There's a Radical Way the U.S. Can Create 10 Million Jobs — But Congress Won't Do It

Impact

Can you believe there's an economic fix Democrats and Republicans agree on? The much more believable part: It's not getting done anytime soon.

A new study from S&P Capital IQ found that lowering the corporate tax rate by 10 percentage points would create 10 million jobs — enough to offset the loss in tax revenue that would result.

The reasoning: When a U.S. company moves overseas, or merges with an overseas company, it doesn't have to pay our relatively high 35% tax rate. (The "effective tax rate," calculated by S&P, is actually fairly moderate. There are still plenty of other countries companies would rather be taxed by, though.)

Image Credit: Yahoo! Finance

When a company moves, it hits the country on two sides: That tax revenue ends up going somewhere else, and jobs often disappear.
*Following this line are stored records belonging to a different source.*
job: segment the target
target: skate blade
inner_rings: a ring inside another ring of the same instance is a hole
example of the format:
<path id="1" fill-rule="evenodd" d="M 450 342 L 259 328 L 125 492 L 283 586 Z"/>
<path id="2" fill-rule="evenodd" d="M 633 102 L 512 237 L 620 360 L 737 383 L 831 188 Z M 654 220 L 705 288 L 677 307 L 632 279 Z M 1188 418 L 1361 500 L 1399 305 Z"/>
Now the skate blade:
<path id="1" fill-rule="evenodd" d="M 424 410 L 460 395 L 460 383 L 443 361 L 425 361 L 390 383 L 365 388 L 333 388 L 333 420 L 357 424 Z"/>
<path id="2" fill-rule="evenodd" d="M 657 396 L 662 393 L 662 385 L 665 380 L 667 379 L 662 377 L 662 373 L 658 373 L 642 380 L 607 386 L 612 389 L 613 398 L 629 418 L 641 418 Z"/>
U.S. companies in the S&P 500 index now make 48% of their revenues overseas.

Agree to disagree: While economists haven't exactly settled on a perfect corporate tax rate — the S&P study recommends dropping it to Switzerland's low, low level — politicians on both sides of the aisle seem to want to see it drop.

President Barack Obama has proposed lowering the rate to 28%, with a 25% rate for manufacturing companies. Republicans in Congress have proposed dropping it to 25% across the board. Seems like they could find a compromise, right?

Nope! Obama's proposal closes tax loopholes and raises taxes on the rich to lower the budget deficit. Republicans' proposal lowers taxes for the rich. Therein lies the rub.

While companies continue to leave the country, it's certainly not a crisis on the level of, say, the VA scandal — Congress' last big bipartisan call to arms. In one of the most unproductive legislative eras in American history, it's going to take more than a little agreement to get some new policies passed.